Walmart’s Great Value peanut butter is one of the most cited examples of a store brand tied to a household name. The strongest evidence comes from legal and FDA records surrounding the 2007 salmonella recall, which identified both Peter Pan and Great Value peanut butter as products made at ConAgra’s Georgia facility. Even though supplier arrangements can change over time, that episode showed clearly how one manufacturer can supply both a national brand and a retailer label.

That same pattern shows up across pharmacy aisles, where store-brand over-the-counter medicines are frequently made by major contract manufacturers rather than by the retailer itself. Perrigo has long described itself as a leading producer of store-brand self-care products, and FDA records have repeatedly tied Perrigo-made medicines to multiple retailers’ private-label lines. In practical terms, that means the acetaminophen, ibuprofen, or ranitidine once sold under a chain’s own label may have come from the same large manufacturer serving many stores at once.

This is why shoppers should focus less on the logo and more on the details panel. Active ingredients, dosage, formulation, country of origin, and manufacturer information often tell the real story. In grocery and pharmacy categories alike, the “store brand” is frequently a marketing identity layered on top of a manufacturing network run by companies consumers already know.

The smart takeaway is to compare labels, not assumptions

The most important point is that shared manufacturing does not automatically mean products are identical.
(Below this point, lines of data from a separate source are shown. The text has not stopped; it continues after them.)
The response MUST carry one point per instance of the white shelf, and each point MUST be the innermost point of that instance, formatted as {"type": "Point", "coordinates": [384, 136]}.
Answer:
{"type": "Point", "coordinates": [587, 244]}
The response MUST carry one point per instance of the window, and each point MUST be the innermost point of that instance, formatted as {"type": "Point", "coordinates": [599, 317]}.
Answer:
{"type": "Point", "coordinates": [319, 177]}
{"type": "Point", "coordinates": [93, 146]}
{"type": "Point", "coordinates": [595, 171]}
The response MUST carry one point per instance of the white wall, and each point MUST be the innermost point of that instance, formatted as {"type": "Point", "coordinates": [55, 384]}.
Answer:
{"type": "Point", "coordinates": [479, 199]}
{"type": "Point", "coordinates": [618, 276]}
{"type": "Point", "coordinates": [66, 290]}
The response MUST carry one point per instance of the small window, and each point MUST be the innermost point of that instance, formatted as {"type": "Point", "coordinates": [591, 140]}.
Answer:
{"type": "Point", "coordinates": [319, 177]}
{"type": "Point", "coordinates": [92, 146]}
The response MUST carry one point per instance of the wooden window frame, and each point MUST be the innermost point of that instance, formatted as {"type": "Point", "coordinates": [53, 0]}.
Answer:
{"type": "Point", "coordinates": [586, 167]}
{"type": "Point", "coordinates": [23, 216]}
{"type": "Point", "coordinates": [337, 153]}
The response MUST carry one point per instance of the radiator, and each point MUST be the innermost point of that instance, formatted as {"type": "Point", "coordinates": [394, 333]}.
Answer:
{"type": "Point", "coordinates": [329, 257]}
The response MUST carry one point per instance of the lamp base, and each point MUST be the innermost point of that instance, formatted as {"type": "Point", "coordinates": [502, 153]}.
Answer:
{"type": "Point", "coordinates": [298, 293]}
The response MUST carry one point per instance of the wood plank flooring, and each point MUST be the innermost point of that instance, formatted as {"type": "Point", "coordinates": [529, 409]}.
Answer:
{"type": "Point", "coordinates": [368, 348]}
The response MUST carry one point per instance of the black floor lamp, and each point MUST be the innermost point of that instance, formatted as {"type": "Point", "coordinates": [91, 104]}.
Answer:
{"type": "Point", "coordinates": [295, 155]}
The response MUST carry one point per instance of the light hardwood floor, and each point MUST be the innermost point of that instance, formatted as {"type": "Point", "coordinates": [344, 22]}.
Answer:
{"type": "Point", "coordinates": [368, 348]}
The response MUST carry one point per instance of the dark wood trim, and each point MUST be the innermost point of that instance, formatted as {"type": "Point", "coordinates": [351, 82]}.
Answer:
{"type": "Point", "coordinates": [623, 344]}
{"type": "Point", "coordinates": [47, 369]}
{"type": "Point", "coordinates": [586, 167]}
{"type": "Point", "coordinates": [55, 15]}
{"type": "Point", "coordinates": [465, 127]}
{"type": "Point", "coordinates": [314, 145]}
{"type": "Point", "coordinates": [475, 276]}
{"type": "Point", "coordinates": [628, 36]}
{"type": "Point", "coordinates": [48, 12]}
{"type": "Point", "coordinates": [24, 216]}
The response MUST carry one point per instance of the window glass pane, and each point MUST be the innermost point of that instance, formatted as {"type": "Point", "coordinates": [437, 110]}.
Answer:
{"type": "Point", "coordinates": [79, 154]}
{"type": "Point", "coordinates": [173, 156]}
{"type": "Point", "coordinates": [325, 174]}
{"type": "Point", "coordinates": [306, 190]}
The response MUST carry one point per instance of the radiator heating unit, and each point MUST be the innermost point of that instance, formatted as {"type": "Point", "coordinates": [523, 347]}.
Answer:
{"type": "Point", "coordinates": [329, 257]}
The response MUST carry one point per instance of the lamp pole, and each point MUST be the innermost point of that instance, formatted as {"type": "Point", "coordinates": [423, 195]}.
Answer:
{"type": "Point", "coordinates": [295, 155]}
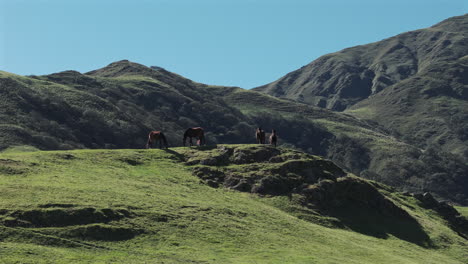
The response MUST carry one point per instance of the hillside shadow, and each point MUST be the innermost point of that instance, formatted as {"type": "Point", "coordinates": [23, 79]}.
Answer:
{"type": "Point", "coordinates": [373, 223]}
{"type": "Point", "coordinates": [176, 154]}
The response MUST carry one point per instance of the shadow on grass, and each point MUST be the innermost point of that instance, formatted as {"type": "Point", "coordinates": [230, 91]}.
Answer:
{"type": "Point", "coordinates": [176, 154]}
{"type": "Point", "coordinates": [373, 223]}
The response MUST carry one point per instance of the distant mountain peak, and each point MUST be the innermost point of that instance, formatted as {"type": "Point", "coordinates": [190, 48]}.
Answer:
{"type": "Point", "coordinates": [339, 80]}
{"type": "Point", "coordinates": [119, 68]}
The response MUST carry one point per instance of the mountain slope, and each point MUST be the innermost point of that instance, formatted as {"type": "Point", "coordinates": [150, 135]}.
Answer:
{"type": "Point", "coordinates": [414, 85]}
{"type": "Point", "coordinates": [116, 106]}
{"type": "Point", "coordinates": [142, 206]}
{"type": "Point", "coordinates": [339, 80]}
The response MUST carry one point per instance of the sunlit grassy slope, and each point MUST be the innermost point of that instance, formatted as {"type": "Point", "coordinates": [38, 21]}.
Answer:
{"type": "Point", "coordinates": [145, 206]}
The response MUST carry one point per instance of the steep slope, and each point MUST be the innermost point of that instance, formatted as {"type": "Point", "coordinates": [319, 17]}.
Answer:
{"type": "Point", "coordinates": [143, 206]}
{"type": "Point", "coordinates": [73, 110]}
{"type": "Point", "coordinates": [414, 84]}
{"type": "Point", "coordinates": [116, 106]}
{"type": "Point", "coordinates": [339, 80]}
{"type": "Point", "coordinates": [429, 110]}
{"type": "Point", "coordinates": [358, 146]}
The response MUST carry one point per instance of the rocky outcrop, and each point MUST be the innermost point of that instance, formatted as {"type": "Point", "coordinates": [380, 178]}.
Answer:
{"type": "Point", "coordinates": [262, 169]}
{"type": "Point", "coordinates": [458, 222]}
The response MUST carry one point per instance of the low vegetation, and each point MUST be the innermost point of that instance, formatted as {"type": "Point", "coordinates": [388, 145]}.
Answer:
{"type": "Point", "coordinates": [158, 206]}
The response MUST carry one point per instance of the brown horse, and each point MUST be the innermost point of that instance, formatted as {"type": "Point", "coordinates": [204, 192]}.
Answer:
{"type": "Point", "coordinates": [196, 132]}
{"type": "Point", "coordinates": [273, 138]}
{"type": "Point", "coordinates": [260, 135]}
{"type": "Point", "coordinates": [156, 136]}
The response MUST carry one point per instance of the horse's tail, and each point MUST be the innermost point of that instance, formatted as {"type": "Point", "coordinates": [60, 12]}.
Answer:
{"type": "Point", "coordinates": [164, 140]}
{"type": "Point", "coordinates": [185, 136]}
{"type": "Point", "coordinates": [149, 142]}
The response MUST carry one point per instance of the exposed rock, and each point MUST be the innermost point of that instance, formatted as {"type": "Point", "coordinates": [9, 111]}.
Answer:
{"type": "Point", "coordinates": [262, 169]}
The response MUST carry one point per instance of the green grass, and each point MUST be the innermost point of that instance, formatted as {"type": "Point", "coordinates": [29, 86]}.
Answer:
{"type": "Point", "coordinates": [463, 210]}
{"type": "Point", "coordinates": [178, 219]}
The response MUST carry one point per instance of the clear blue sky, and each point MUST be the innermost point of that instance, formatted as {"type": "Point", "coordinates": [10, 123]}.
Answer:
{"type": "Point", "coordinates": [243, 43]}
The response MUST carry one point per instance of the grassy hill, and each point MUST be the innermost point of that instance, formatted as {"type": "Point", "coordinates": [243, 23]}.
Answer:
{"type": "Point", "coordinates": [413, 84]}
{"type": "Point", "coordinates": [157, 206]}
{"type": "Point", "coordinates": [116, 107]}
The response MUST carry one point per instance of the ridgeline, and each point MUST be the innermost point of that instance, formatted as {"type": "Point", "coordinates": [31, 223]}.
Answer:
{"type": "Point", "coordinates": [218, 204]}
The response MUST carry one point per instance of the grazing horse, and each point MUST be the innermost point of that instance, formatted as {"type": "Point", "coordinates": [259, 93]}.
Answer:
{"type": "Point", "coordinates": [196, 132]}
{"type": "Point", "coordinates": [156, 136]}
{"type": "Point", "coordinates": [273, 138]}
{"type": "Point", "coordinates": [260, 135]}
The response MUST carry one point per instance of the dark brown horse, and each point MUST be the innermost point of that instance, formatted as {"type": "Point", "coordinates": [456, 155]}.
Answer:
{"type": "Point", "coordinates": [273, 138]}
{"type": "Point", "coordinates": [156, 136]}
{"type": "Point", "coordinates": [260, 135]}
{"type": "Point", "coordinates": [196, 132]}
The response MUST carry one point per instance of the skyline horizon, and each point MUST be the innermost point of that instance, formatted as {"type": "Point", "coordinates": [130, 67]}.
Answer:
{"type": "Point", "coordinates": [248, 63]}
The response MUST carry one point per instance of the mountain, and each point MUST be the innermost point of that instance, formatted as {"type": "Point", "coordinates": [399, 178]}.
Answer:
{"type": "Point", "coordinates": [339, 80]}
{"type": "Point", "coordinates": [224, 204]}
{"type": "Point", "coordinates": [414, 85]}
{"type": "Point", "coordinates": [116, 107]}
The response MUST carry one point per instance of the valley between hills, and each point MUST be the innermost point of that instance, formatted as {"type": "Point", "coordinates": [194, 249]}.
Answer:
{"type": "Point", "coordinates": [371, 165]}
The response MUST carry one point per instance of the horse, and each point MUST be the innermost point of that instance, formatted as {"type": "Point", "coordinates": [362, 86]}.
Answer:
{"type": "Point", "coordinates": [196, 132]}
{"type": "Point", "coordinates": [156, 136]}
{"type": "Point", "coordinates": [260, 135]}
{"type": "Point", "coordinates": [273, 138]}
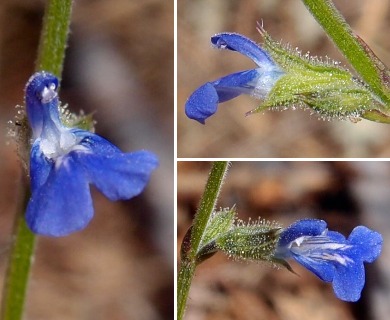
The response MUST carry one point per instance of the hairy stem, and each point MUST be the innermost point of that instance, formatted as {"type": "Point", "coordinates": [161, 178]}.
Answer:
{"type": "Point", "coordinates": [339, 31]}
{"type": "Point", "coordinates": [51, 55]}
{"type": "Point", "coordinates": [206, 208]}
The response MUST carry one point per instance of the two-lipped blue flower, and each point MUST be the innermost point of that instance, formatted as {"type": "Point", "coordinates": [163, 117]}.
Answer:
{"type": "Point", "coordinates": [329, 255]}
{"type": "Point", "coordinates": [65, 161]}
{"type": "Point", "coordinates": [256, 82]}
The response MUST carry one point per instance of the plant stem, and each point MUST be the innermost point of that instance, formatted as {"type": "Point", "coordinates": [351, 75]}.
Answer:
{"type": "Point", "coordinates": [51, 55]}
{"type": "Point", "coordinates": [54, 35]}
{"type": "Point", "coordinates": [19, 262]}
{"type": "Point", "coordinates": [339, 31]}
{"type": "Point", "coordinates": [206, 208]}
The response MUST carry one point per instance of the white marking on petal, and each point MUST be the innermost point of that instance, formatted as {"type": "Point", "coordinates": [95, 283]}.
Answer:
{"type": "Point", "coordinates": [321, 248]}
{"type": "Point", "coordinates": [48, 94]}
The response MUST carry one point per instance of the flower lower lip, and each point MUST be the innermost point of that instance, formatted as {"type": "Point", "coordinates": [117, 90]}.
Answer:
{"type": "Point", "coordinates": [48, 95]}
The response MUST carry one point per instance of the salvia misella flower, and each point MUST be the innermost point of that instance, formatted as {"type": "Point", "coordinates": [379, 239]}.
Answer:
{"type": "Point", "coordinates": [255, 82]}
{"type": "Point", "coordinates": [329, 255]}
{"type": "Point", "coordinates": [285, 78]}
{"type": "Point", "coordinates": [65, 161]}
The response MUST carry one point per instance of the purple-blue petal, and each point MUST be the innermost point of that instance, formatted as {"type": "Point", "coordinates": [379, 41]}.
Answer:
{"type": "Point", "coordinates": [303, 227]}
{"type": "Point", "coordinates": [203, 103]}
{"type": "Point", "coordinates": [36, 110]}
{"type": "Point", "coordinates": [322, 269]}
{"type": "Point", "coordinates": [237, 42]}
{"type": "Point", "coordinates": [348, 281]}
{"type": "Point", "coordinates": [40, 167]}
{"type": "Point", "coordinates": [63, 204]}
{"type": "Point", "coordinates": [117, 175]}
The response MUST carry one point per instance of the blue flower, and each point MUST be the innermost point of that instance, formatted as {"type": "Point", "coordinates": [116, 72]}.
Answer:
{"type": "Point", "coordinates": [65, 161]}
{"type": "Point", "coordinates": [255, 82]}
{"type": "Point", "coordinates": [329, 255]}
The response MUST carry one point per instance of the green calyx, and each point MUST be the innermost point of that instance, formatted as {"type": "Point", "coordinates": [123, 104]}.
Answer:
{"type": "Point", "coordinates": [255, 241]}
{"type": "Point", "coordinates": [322, 86]}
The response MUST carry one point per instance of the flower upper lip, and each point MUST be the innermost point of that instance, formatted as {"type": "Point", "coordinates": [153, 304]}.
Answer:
{"type": "Point", "coordinates": [64, 161]}
{"type": "Point", "coordinates": [48, 93]}
{"type": "Point", "coordinates": [329, 255]}
{"type": "Point", "coordinates": [256, 82]}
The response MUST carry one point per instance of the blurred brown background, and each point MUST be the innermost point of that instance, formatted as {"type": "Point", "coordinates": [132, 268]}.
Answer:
{"type": "Point", "coordinates": [272, 134]}
{"type": "Point", "coordinates": [119, 64]}
{"type": "Point", "coordinates": [345, 194]}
Retailers may request different specifications, ingredient sourcing, packaging formats, or quality targets even when the same company makes both versions. A Starbucks-roasted Kirkland coffee can still be distinct from a bag sold under the Starbucks name, just as a store-brand pain reliever can share an active ingredient without matching every inactive component.

Still, there are real advantages for shoppers who understand how private label works. When a retailer can tap a proven manufacturer, it cuts development risk and can offer lower prices without asking consumers to gamble on completely unknown production. That is a big reason private-label credibility has improved so sharply over the last decade, especially at chains like Costco, Walmart, Target, CVS, and Walgreens.

So which nine products best fit the headline? Kirkland coffee, Kirkland pet food, Kirkland batteries, Great Value peanut butter, and several store-brand OTC medicines sold by chains that rely on large manufacturers such as Perrigo all belong on the list. The broader lesson is simple: store brands are often less of a mystery than they appear, and the name behind the package may already be one you trust.